Porque cuando la persona está atenta a un principio de sensibilidad, es porque la sensibilidad está en su corazón y, entonces, registra vía el corazón el conocimiento que no puede captar con la mente, y esto surge en cualquier momento del tiempo como una promesa de nuevas cosas, estas cosas mejores a las cuales nos vamos aproximando. Y, cuando se educa el ánimo en el silencio, cuando la mente empieza a perder su resalte, sus relieves, sus ornamentos, podríamos decir, todo cuanto la caracteriza como intelectual, encuentra que hay un hilo sutilísimo de luz que va conectando el cerebro con el corazón y, entonces, a la sensibilidad que ya hemos adquirido por derecho propio, por el esfuerzo de las edades, de la experiencia y, del sufrimiento, se une la conciencia. Cuando la sensibilidad y la conciencia se dan la mano, entonces, surge un nuevo tipo de hombre dentro de la sociedad: es la persona que controla la sensibilidad en todos sus niveles, ha aprendido a hacer como los buenos artífices, ha dorado el ornamento de tal manera, lo ha transfigurado tan sublimemente, que la gloria del Verbo se puede revelar a través de esta estructura magnífica, esta estructura que en lo que respecta al aspecto meramente físico está tratando de revelar belleza, un equilibrio de funciones, una radiación magnética de tipo natural y, (puesto) que en el mundo de las emociones, a medida que la sensibilidad se va desapegando de las cosas, está adquiriendo carta de naturaleza en el mundo espiritual, (entonces) vemos que tiende por su propia gravedad hacia la educación del sentimiento inefable de bondad en el aspecto superior de la mente; cuando han sido trascendidos los pensamientos y las imágenes y la persona puede comunicarse con los demás con intenciones, telepáticamente, podíamos decir, (esto) es un buen síntoma porque esta mente está albergando la verdad.

Teniendo, entonces, que lo que falta solamente en este proceso es añadirle la cualidad de síntesis. Tenemos un cuerpo físico sensible a… (corte de sonido)... que no esté tratando siempre constantemente a la búsqueda de su propia sensibilidad y, cuando se produce la ruptura de las paredes de un átomo por la efusión de energía superior, se produce el misterio de la redención, entonces, el átomo que hasta aquí era una cosa, se convierte en radioactivo por un proceso de transmutación, y el mineral más denso se convierte en radiactividad, y esto parece un poco vago y nebuloso, pero les ruego que continúen ustedes indagando en ese sentido y verán que la sensibilidad correspondiente al reino mineral es la radioactividad, precisamente.

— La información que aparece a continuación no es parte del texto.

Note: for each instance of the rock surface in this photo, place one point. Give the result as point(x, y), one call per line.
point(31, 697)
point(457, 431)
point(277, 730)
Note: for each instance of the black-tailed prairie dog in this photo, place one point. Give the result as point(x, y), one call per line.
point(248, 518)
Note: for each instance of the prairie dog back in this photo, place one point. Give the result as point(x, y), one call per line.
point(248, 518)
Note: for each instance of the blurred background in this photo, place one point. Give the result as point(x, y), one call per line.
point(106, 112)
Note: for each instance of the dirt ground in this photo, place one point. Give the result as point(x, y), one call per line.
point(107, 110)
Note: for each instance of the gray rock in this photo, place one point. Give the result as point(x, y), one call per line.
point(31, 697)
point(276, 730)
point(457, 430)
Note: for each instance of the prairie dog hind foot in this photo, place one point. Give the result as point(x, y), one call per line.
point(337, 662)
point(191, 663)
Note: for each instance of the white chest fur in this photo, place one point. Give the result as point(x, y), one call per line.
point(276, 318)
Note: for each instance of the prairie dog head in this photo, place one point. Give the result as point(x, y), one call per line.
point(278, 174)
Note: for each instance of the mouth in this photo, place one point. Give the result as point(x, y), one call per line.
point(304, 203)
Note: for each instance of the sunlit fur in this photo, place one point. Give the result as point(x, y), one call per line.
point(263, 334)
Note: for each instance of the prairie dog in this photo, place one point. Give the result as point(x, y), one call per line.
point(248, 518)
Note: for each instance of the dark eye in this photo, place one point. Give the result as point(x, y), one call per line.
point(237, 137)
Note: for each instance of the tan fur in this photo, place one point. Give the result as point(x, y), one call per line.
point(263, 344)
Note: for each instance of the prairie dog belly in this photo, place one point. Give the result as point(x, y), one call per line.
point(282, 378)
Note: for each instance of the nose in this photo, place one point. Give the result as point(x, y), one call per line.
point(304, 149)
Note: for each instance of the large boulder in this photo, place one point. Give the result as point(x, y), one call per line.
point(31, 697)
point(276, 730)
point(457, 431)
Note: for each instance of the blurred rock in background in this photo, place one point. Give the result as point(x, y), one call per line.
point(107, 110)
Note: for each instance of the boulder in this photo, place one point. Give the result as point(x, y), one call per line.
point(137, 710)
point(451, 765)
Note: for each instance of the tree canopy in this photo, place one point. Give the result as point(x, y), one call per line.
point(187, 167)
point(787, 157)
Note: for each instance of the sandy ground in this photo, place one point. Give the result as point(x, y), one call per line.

En el mundo vegetal ya es propiamente sensibilidad o, transformación de energía que arranca del proceso de selectividad radioactiva del mundo mineral para llevar el germen al mundo vegetal, el cual adquiere caracteres ya de sensibilidad definida, como puede ser demostrado por la cámara Kirlian, estos grandes científicos de la Unión Soviética. Es decir, que el proceso de estructuración de los cálices para cada reino de la naturaleza se verifica siguiendo el mismo orden que sigue el ser humano cuando trata de incorporar dentro de sus vehículos físico, emocional o mental, la gloria del arquetipo para el cual fue programado. Y estamos tratando de programar un arquetipo que la mayor parte del tiempo desconocemos, pero, que es una realidad por cuanto nos impulsa a ascender constantemente, con dolor en el corazón a veces y, dejando jirones de la personalidad en cada recodo del camino, vamos acercándonos a esta Divinidad.

Entonces, queda hasta cierto punto claro que cada ser humano, lo mismo que cada reino de la naturaleza o que cada planeta dentro del universo, está siguiendo un proceso de sensibilidad tratando de revelar un secreto determinado y persiguiendo un arquetipo definido, que es precisamente el arquetipo manifestado a través de sus estructurados y bien definidos cálices, teniendo en cuenta que cada uno de nosotros es el cáliz que tiene que albergar el Verbo.

Yo creo que, más o menos, el aspecto sensibilidad, tal como aparece ante mi visión, ha sido hasta cierto punto comprendido, y no quisiera atraer más la atención sobre este punto porque estoy seguro de que ustedes con sus preguntas ahora, me permitirán ahondar algo más sobre la sensibilidad. Quisiera que fuesen ustedes ahora los que preguntasen algo sobre esto que acabamos de decir o, si alguna idea se les ha sugerido a través de esta conversación o de este argumento.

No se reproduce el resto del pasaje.